Ici, il est vrai, point de « laboratoire musical verdien » à arpenter comme c’était le cas, et de quelle manière, dans la bouleversante destinée de la famille Foscari : Il Corsaro s’inscrit davantage dans ces œuvres où Verdi, quelque peu affairiste, doit honorer de nombreux contrats entre Vienne, Rome, Naples, Venise, Londres, Paris…
Dans le cas présent, l’éditeur Francesco Lucca attend depuis 1845 l’adaptation musicale du poème narratif de Byron et n’en démord pas : c’est cette œuvre et non une autre qu’il veut voir composée !
Même si le fidèle Francesco Maria Piave avait déjà rendu son livret depuis 1846, Verdi, plus préoccupé, d’une part, par les créations d’I Masnadieri à Londres et Jérusalem à Paris et, d’autre part, par la composition de Macbeth, oublie ce malheureux corsaire ! Pressé par Lucca, il se met à l’ouvrage, fin 1847, et boucle en deux mois sa partition, sans même jamais faire reprendre une ligne du livret au pourtant dévoué Piave ! Abandonnant l’exploitation de son œuvre à l’éditeur milanais, il n’oubliera pas cependant de lui réclamer les douze cents napoléons qui lui étaient dus mais n’assistera même pas à la création au Teatro Grande de Trieste, un four total retiré de l’affiche après la troisième représentation !
Verdi n’aimait-il donc pas son Corsaro ? Pas facile à dire ! En effet, comme l’excellent musicologue Roland Mancini aime à le rappeler, le musicien, dans sa correspondance, prodigue de nombreux conseils vocaux à l’interprète de Gulnara, la fameuse Marianna Barbieri-Nini (créatrice de Lucrezia dans Foscari puis de Lady Macbeth !). De même, et cela mérite attention, on trouve pour la première fois avec cet ouvrage une action recentrée et plus intimiste que dans la plupart des œuvres de la période, davantage fertiles en souffle risorgimental !

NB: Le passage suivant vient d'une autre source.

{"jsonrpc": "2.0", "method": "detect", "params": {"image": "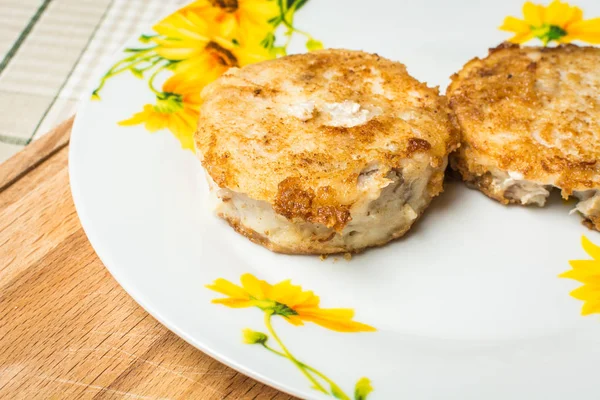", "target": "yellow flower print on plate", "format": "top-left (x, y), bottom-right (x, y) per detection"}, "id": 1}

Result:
top-left (92, 0), bottom-right (322, 150)
top-left (206, 274), bottom-right (376, 400)
top-left (560, 236), bottom-right (600, 315)
top-left (500, 0), bottom-right (600, 46)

Enfin, il est tout de même important de remarquer que le séducteur des salons européens qu’était alors Verdi, dans l’amorce de sa relation avec Giuseppina Strepponi, était régulièrement la proie de dépressions qui ne pouvaient totalement lui rendre indifférents le personnage de Conrad (Corrado dans l’opéra), héros-type byronien, ténébreux et amer, dont le cœur demeure solitaire.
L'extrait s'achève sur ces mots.